Je m’appelle Florence Martel, j’ai 54 ans. Je suis d’origine bretonne, mais j’ai vécu à Paris où j’étais assistante juridique. Là-bas, j’ai rencontré mon mari qui était Corse de par sa mère. En 1999, alors que nous avions trois enfants en bas-âge, nous avons eu l’occasion d’acheter une maison à Calenzana, nous n’avons pas hésité une seconde.

Au début, je tenais des magasins de jouets à Calvi, que j’ai vendus par la suite pour travailler chez des architectes. C’est là que j’ai eu envie d’ouvrir une chambre d’hôtes : je souhaitais être moi-même et m’épanouir. C’est comme si j’avais été appelée à faire des chambres d’hôtes ; ça m’est tombé dessus, je devais faire autre chose de ma vie.

J’avais toujours rêvé d’avoir un hôtel ou un restaurant, d’offrir un lieu de vie agréable aux gens, où je pourrais prendre soin d’eux ; c’est ainsi que l’aventure a commencé. Mes filles étant parties, je n’avais plus qu’à aménager leur chambre.

Où se situe votre maison d'hôtes ?

Depuis 10 ans, ma maison d’hôtes se trouve dans un lotissement à Biguglia, au lieu-dit Campo Vallone. Nous avons la chance d’être sur les hauteurs, et de ne pas être enclavés. La vue sur la mer et la montagne sont un véritablement dépaysement pour les clients. Ils en sont agréablement surpris et n’ont pas l’impression d’être dans un lotissement.
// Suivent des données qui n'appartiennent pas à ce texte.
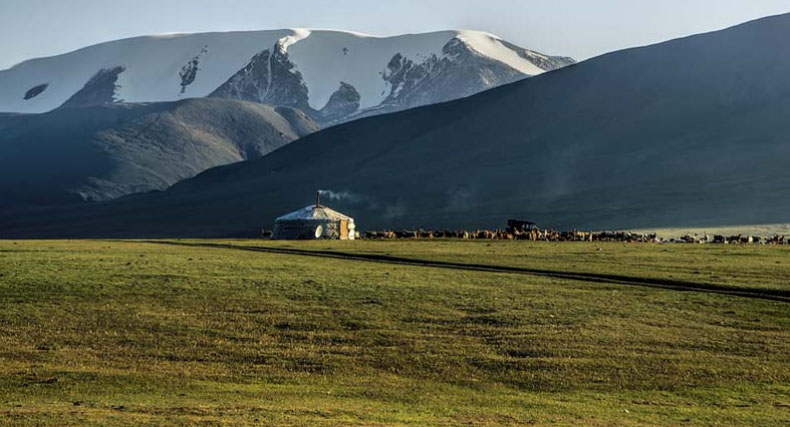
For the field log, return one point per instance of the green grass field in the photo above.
(130, 333)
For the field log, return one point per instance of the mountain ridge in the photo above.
(315, 63)
(688, 132)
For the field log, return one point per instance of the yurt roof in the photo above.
(314, 212)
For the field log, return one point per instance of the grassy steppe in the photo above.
(124, 333)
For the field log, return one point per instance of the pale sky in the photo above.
(578, 28)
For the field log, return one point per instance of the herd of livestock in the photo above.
(536, 235)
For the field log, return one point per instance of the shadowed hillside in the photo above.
(689, 132)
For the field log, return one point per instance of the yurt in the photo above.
(314, 222)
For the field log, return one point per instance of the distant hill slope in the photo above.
(694, 131)
(333, 76)
(98, 153)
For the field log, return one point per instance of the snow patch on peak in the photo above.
(491, 46)
(298, 35)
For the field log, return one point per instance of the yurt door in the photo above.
(343, 229)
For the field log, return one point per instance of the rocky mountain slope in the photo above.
(102, 152)
(684, 133)
(332, 76)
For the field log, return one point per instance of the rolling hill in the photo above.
(693, 131)
(332, 76)
(103, 152)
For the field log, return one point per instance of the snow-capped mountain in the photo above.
(332, 76)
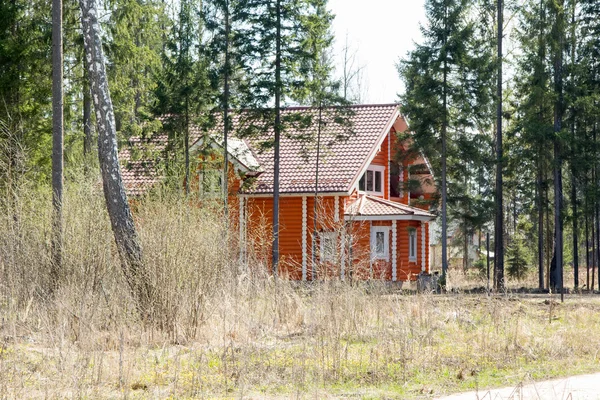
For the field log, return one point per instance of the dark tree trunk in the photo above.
(87, 117)
(315, 209)
(573, 169)
(499, 239)
(557, 275)
(593, 255)
(444, 155)
(540, 228)
(126, 238)
(278, 90)
(226, 73)
(57, 143)
(587, 248)
(186, 145)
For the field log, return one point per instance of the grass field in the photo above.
(329, 340)
(223, 334)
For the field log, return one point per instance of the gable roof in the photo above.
(366, 207)
(340, 162)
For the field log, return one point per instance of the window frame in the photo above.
(218, 190)
(412, 240)
(386, 243)
(324, 256)
(373, 169)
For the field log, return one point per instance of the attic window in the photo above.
(412, 244)
(372, 180)
(211, 183)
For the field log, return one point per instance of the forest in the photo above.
(107, 296)
(511, 133)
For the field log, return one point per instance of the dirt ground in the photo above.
(582, 387)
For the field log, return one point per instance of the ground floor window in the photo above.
(328, 246)
(380, 242)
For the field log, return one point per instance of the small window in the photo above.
(380, 242)
(372, 180)
(328, 246)
(396, 179)
(211, 183)
(412, 244)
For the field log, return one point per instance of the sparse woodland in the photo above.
(105, 296)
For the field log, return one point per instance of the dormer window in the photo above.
(372, 180)
(211, 183)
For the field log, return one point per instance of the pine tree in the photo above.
(126, 238)
(271, 38)
(435, 74)
(57, 140)
(134, 49)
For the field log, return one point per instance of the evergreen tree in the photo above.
(134, 53)
(444, 76)
(57, 140)
(271, 44)
(183, 91)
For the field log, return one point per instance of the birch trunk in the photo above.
(130, 251)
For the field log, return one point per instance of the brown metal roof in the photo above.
(371, 206)
(345, 149)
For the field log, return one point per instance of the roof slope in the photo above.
(339, 160)
(345, 149)
(371, 206)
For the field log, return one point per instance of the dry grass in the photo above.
(228, 334)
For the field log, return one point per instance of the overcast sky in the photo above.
(381, 31)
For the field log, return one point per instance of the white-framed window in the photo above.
(372, 180)
(380, 242)
(412, 244)
(328, 246)
(211, 183)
Notre hébergement étant proche de tout, les vacanciers ont l’opportunité de visiter une grande partie de la région. En général, je leur conseille d’aller vers Bastia, bien évidemment, St-Florent, le Cap Corse ou encore Corte. Quand ils partent vers Bonifacio, je me lève plus tôt pour leur préparer le petit déjeuner. Comme j’ai fait beaucoup de randonnées en Corse, notamment le GR20, je leur indique des points précis ou des adresses secrètes ; ils sont ravis.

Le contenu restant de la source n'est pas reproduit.